In December last year, the U.S. Federal Trade Commission filed an antitrust lawsuit against Microsoft in an attempt to block the acquisition. The FTC alleged that the deal, Microsoft’s largest ever and the largest ever in the video gaming industry, would enable the software behemoth to suppress competitors.
The CMA launched an in-depth review of the deal in September 2022, and in February 2023 provisionally found that the merger could make Microsoft even stronger in cloud gaming, stifling competition in this growing market.
The agency now said the final decision to prevent the deal comes after Microsoft’s proposed solution failed to effectively address the concerns in the cloud gaming sector.

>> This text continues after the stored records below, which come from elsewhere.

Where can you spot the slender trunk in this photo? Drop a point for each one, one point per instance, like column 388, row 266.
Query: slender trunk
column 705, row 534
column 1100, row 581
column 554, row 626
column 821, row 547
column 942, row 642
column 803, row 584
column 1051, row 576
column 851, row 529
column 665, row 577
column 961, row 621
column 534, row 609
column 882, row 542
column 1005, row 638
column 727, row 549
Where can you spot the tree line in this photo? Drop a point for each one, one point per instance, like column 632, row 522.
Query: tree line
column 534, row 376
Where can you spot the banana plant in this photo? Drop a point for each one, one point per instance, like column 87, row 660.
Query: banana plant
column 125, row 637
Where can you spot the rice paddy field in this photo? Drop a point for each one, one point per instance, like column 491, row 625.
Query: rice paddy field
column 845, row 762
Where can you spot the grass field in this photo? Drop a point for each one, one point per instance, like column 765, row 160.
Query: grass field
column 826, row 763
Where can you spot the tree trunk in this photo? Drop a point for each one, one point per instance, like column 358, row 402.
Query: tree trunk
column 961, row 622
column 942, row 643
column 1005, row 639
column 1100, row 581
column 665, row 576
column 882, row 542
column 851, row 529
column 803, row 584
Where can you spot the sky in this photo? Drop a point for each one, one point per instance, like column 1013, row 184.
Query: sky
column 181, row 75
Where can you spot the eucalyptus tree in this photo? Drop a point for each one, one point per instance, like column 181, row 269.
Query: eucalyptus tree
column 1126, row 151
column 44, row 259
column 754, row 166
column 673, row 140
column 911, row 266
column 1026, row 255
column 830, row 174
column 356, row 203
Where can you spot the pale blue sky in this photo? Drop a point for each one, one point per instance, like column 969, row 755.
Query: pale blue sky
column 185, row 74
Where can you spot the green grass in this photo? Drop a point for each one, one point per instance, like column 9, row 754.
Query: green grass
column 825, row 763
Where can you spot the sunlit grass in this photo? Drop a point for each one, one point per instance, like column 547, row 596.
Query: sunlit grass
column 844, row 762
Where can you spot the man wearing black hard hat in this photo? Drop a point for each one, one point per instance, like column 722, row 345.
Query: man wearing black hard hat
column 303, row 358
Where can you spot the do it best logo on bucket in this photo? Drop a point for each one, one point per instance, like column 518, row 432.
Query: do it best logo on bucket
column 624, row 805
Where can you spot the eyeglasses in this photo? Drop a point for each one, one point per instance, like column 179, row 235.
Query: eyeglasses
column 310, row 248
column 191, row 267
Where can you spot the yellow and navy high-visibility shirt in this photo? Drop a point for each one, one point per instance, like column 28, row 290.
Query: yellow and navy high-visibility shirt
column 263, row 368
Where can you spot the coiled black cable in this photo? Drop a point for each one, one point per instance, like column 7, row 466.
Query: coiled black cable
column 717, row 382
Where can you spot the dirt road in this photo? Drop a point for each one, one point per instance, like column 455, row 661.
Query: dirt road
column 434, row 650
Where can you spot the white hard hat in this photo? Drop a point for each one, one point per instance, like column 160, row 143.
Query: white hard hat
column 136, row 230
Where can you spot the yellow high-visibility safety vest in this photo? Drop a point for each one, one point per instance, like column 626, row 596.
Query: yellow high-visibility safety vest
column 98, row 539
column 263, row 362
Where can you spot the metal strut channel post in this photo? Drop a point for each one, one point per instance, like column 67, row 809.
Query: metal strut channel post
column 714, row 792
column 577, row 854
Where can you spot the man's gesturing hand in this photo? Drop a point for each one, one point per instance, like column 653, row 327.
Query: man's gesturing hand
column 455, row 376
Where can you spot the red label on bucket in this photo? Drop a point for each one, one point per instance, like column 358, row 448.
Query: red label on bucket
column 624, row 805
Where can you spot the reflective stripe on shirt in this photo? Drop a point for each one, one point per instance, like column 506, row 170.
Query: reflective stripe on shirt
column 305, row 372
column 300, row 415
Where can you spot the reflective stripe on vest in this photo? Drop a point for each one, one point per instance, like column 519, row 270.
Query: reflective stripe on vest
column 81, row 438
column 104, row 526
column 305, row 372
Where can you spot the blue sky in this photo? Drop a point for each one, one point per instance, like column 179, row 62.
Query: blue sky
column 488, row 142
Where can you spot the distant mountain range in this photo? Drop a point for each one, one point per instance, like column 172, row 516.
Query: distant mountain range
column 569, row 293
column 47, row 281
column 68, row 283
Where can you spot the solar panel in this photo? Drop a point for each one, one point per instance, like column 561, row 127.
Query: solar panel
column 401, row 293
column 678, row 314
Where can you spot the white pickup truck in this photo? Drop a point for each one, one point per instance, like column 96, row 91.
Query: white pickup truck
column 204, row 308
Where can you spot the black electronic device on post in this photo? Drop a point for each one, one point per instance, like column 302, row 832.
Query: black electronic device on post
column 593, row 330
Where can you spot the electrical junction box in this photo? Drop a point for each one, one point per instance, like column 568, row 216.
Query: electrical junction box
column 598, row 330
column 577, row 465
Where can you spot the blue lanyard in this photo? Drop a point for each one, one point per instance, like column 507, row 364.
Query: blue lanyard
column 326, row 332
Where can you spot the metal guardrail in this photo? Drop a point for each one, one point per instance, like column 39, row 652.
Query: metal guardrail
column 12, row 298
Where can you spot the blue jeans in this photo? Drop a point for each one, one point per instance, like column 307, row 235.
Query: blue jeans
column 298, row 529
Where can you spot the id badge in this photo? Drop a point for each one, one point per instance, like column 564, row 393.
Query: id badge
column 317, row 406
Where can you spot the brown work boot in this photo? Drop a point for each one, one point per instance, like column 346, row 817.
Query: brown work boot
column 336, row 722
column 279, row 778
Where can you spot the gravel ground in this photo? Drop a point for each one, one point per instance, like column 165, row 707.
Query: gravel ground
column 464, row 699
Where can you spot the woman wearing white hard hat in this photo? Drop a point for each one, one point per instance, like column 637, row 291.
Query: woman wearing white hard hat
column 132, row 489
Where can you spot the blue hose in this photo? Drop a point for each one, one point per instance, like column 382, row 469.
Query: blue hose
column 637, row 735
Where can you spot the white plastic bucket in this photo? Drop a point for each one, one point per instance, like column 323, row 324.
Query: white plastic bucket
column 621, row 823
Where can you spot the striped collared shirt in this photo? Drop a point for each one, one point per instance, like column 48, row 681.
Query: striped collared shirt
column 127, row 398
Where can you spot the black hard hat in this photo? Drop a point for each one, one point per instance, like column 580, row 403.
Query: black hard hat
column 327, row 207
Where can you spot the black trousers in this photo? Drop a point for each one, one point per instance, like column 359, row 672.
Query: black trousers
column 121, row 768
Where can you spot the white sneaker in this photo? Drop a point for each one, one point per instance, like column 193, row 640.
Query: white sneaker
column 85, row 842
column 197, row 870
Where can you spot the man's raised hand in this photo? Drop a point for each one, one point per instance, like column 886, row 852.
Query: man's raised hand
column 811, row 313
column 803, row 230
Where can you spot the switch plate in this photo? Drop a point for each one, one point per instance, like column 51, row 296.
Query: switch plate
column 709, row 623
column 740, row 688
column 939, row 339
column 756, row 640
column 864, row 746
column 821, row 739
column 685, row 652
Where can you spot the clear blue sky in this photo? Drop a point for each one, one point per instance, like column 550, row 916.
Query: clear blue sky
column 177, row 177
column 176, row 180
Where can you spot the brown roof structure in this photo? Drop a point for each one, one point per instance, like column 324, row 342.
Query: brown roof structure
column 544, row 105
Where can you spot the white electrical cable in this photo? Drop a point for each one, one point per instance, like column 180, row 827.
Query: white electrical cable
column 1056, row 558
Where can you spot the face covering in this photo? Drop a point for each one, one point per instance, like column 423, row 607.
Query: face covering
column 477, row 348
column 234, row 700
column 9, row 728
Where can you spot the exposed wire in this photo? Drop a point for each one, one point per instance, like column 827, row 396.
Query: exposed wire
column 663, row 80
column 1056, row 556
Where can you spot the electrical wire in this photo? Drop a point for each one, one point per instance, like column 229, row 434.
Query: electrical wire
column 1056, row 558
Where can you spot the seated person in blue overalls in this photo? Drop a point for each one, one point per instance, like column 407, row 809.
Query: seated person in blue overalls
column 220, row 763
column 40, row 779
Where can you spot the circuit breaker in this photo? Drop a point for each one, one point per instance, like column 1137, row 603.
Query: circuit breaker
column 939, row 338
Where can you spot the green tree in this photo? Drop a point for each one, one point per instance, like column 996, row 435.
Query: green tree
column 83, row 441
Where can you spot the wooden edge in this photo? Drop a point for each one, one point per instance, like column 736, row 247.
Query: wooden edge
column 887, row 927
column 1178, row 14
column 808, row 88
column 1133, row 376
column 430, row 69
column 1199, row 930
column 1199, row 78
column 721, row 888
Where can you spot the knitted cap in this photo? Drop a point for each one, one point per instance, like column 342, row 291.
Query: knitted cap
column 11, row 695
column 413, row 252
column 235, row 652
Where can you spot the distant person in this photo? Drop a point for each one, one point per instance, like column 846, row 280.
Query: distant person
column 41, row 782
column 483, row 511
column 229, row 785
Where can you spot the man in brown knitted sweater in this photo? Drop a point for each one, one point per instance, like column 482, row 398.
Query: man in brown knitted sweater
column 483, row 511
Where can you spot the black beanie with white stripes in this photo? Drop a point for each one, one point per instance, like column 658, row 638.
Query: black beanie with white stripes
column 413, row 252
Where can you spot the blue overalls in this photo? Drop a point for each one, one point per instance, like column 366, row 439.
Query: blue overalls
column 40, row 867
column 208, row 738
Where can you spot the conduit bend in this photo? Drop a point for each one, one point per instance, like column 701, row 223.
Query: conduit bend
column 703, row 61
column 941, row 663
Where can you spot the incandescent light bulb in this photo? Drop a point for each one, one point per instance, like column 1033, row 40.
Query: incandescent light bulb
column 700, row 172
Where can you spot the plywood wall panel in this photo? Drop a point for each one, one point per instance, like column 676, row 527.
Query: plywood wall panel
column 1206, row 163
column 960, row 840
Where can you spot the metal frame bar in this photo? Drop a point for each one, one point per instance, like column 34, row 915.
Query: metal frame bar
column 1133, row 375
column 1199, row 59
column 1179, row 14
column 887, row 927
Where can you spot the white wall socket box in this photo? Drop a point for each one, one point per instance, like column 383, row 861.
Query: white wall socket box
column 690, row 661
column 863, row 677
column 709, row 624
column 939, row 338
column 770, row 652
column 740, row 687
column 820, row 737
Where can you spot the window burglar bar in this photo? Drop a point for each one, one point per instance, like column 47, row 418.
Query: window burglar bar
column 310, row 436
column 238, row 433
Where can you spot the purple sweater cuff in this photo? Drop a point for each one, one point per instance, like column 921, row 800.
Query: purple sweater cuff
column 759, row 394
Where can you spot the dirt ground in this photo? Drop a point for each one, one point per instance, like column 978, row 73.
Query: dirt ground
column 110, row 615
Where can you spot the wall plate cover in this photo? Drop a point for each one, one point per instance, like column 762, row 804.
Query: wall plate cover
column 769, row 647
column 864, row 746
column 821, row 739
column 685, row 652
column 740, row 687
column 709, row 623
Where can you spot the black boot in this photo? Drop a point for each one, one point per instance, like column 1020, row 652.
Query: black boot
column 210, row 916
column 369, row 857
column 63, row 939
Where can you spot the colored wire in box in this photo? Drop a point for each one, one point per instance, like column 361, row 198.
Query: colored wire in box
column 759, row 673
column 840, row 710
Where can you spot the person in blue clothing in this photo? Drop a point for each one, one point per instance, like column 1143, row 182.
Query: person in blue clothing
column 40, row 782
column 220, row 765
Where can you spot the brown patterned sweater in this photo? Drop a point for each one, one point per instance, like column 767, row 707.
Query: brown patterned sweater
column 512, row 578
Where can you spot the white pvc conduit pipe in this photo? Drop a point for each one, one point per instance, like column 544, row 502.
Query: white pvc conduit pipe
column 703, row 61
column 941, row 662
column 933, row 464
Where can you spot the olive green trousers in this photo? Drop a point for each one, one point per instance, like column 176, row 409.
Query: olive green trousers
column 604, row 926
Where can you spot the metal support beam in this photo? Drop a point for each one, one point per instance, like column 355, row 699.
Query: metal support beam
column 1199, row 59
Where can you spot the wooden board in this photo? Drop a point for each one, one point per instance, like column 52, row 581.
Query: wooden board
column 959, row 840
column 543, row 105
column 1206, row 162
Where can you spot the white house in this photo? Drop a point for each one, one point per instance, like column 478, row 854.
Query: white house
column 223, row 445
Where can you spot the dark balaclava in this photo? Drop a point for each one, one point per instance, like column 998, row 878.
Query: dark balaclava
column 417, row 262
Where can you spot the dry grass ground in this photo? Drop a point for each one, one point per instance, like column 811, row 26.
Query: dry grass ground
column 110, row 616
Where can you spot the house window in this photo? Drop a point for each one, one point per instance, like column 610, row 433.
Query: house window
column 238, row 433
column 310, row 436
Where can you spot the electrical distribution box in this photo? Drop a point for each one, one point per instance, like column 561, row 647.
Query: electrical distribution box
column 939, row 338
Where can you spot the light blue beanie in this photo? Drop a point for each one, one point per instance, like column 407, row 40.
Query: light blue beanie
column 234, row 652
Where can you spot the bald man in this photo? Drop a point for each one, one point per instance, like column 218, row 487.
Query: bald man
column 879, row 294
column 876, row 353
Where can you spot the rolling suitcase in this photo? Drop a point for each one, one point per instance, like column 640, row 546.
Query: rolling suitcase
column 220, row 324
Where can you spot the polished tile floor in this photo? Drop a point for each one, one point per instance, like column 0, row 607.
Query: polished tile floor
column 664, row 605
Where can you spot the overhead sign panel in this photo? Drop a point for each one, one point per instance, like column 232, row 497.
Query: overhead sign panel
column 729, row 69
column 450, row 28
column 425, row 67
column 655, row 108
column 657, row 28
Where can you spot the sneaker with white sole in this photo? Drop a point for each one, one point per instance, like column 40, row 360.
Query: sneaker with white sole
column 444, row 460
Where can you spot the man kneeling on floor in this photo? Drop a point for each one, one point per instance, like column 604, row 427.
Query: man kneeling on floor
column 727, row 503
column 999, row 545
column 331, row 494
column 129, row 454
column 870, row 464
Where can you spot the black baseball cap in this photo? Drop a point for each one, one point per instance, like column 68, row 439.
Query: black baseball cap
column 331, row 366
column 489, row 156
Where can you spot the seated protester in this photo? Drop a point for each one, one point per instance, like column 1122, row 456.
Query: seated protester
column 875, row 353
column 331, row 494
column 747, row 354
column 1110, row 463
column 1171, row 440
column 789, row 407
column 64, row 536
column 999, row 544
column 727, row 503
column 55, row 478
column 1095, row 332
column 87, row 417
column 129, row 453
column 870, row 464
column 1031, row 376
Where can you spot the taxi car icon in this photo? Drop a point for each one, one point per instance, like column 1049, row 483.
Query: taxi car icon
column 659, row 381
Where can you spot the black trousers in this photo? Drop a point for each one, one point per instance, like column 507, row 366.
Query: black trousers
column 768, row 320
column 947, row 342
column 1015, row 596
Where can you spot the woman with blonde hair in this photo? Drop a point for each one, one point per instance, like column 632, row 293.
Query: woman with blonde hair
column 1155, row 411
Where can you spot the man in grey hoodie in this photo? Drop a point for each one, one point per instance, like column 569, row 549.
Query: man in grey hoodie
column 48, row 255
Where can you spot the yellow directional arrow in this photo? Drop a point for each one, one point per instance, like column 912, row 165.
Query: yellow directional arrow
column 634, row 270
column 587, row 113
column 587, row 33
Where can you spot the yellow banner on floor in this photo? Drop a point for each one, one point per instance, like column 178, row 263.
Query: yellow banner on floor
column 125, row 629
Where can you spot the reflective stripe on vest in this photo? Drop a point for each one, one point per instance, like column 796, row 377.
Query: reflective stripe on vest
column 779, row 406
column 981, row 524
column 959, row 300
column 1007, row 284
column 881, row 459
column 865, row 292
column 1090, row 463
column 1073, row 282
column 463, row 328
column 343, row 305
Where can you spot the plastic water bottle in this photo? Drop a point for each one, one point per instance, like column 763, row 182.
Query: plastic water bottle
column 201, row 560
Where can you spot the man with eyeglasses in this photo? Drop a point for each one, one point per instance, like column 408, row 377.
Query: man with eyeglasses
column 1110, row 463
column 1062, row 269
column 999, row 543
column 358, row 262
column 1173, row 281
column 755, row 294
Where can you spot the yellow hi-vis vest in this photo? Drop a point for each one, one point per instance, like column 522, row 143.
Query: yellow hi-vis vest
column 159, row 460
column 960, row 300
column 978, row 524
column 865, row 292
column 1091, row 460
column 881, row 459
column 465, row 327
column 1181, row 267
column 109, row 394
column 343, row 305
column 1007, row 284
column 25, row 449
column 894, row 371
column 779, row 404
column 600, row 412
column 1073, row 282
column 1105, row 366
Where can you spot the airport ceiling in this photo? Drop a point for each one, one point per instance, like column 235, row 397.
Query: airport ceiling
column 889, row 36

According to CMA, the tech giant has a strong position in cloud gaming services and the evidence available to the CMA showed that Microsoft would find it commercially beneficial to make Activision’s games exclusive to its own cloud gaming service.
The European Commission also continues to evaluate the deal.
The fast growing UK cloud gaming market’s monthly active users more than tripled from the start of 2021 to the end of 2022.
It is estimated that cloud gaming market would be worth up to 11 billion globally and 1 billion in the UK by 2026. Microsoft already accounts for an estimated 60-70% of global cloud gaming services.
Martin Coleman, chair of the independent panel of experts conducting this investigation, said, “Cloud gaming is growing fast with the potential to change gaming by altering the way games are played, freeing people from the need to rely on expensive consoles and gaming PCs and giving them more choice over how and where they play games. ..Microsoft already enjoys a powerful position and head start over other competitors in cloud gaming and this deal would strengthen that advantage giving it the ability to undermine new and innovative competitors.”